Mr. Bronson is one of five writers on a multi-ethnic staff (Mr. Bronson is white) working under the supervision of Mr. Grier and veteran show runners Fax Bahr and Adam Small, whose credits include writing 2003’s white boy rapper comedy Malibu’s Most Wanted, starring Jamie Kennedy. Mr. Bronson said that he’s the only member of the staff with an extensive background in TV news.

“It’s been a tremendous benefit. It’s useful because we’re parodying a format that I worked in for some time. Many of the pieces are parodies of the kinds of things we might have covered at MSNBC.”

Alas, in keeping with his news industry’s leak-averse ethos, Mr. Bronson was wary of divulging spoilers. He did note that some sketches will dig into such TV news mainstays as medical breakthroughs, environmental hazards and high-school pilot programs. “David Alan Grier is a really big consumer of news,” said Mr. Bronson. “He knows all the nuances.”

The Observer first met Mr. Bronson back in April at Tammy Haddad’s storied pregame brunch before the White House Correspondents’ Association Dinner, and again later that night at the Bloomberg after-party. There, Mr. Bronson was enjoying the festivities alongside B. J. Novak, a supervising producer of NBC’s hit show The Office, on which Mr. Novak also plays intern turned disgraced executive Ryan Howard. As it turns out, Mr. Bronson and Mr. Novak were friends from college. They both attended Harvard and worked together at The Lampoon.

Like so many Harvard graduates who made their way to Hollywood’s fluorescent-lit writing rooms to craft one-liners and zanier boss-comes-to-dinner plots, Mr. Bronson found his comic sensibility riffing with fellow brainiacs on the Lampoon staff. “It was a great place to start developing a comedic voice at a really young age when most people don’t have an outlet for doing that,” said Mr. Bronson. “We spent incredible amounts of time there. Not necessarily working, just kind of hanging out with funny people.”

One of the benefits of moving to L.A. is getting to hang out again with his old pal, Mr. Novak. “It’s fun to have him out here,” Mr. Novak wrote to NYTV via e-mail. “He definitely got out of Washington at the right time—I can’t imagine fall 2008 will be an interesting political season.”

After college, Mr. Bronson landed a job in D.C. as an assistant producer for NBC’s Sunday morning program The Chris Matthews Show. Several promotions later, Mr. Bronson felt an urge to get back into comedy. He began writing packets and spec scripts for various comedy shows.

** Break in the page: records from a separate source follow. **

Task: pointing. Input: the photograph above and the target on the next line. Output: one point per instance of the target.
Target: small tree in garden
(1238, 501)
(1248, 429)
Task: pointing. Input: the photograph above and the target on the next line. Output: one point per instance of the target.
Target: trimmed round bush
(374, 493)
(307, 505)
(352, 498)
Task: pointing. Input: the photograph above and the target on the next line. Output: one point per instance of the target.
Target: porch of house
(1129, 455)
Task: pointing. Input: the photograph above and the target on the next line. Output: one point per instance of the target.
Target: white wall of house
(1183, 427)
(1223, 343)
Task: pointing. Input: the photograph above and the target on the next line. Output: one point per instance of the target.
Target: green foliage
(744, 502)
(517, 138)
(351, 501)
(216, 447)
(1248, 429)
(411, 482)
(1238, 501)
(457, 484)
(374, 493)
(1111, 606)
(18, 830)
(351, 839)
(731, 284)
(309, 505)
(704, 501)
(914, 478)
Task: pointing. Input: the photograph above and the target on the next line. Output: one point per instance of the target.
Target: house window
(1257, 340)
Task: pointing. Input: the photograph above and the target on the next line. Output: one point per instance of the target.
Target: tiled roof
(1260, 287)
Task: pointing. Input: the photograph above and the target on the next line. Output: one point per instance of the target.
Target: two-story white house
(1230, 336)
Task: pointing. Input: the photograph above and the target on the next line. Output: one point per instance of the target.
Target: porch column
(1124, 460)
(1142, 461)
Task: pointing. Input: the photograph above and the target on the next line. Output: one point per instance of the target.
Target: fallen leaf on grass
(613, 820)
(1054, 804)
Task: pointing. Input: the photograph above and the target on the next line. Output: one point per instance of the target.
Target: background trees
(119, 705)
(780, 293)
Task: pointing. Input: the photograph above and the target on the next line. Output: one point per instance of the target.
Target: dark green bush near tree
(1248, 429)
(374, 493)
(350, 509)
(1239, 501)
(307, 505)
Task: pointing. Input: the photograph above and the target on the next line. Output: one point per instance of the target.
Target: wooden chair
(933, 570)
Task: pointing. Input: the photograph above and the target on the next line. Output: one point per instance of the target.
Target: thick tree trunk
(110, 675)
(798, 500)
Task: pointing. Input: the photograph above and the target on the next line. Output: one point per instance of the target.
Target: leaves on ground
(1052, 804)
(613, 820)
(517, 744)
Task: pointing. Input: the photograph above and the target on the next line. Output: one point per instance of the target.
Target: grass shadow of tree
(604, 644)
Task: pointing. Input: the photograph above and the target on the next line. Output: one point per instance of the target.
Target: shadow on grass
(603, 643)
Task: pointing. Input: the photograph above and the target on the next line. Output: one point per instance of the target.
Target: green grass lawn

Eventually, he landed the job on Chocolate News.

Mr. Bronson, who originally hails from Scarsdale, N.Y., is tall and lean with stylish dark locks. He lacks the snaggle-toothed quality not uncommon among TV news producers or the professional man-child mien many comedy writers cultivate. (This is to say nothing of the misshapen folk who write about them.) Back in April, at the Bloomberg after-party, an executive from a rival news network noted that Mr. Bronson was way too good-looking to be working off-camera. (Not long ago, FishbowlDC ran a “Separated at Birth” feature, comparing Mr. Bronson with ABC News correspondent and voice-of-god heartthrob David Muir.)

So will Mr. Bronson, like Mr. Novak before him, try and carve out an on-air role for himself? Mr. Bronson remained cagey. “Right now I’m just focused on writing,” he said.

John Reiss, the executive producer of Hardball, described Mr. Bronson as a funny, engaging guy and a talented news producer. “I do miss him around here,” Mr. Reiss told NYTV. “But I knew he had a bit of a jones for Hollywood.”

“He was not a big performer around the office,” added Mr. Reiss. “It’s not like he would walk into a room and start telling jokes. But he wrote and helped re-create the Hardball Sideshow. It was initially an in-other-news segment. Jeremy and I worked together to make it more funny and more relevant.”

Given the old saw—write what you know—NYTV wondered if Mr. Bronson might be tempted to write a blustery, blond-haired, hyper-excitable encyclopedic political pundit into one of his scripts anytime soon.

“David Alan Grier is the host of the show, playing a character that he’s essentially created,” said Mr. Bronson. “There will be no Chris Matthews character.” Then again, maybe the former news producer turned comedy writer was just playing hardball.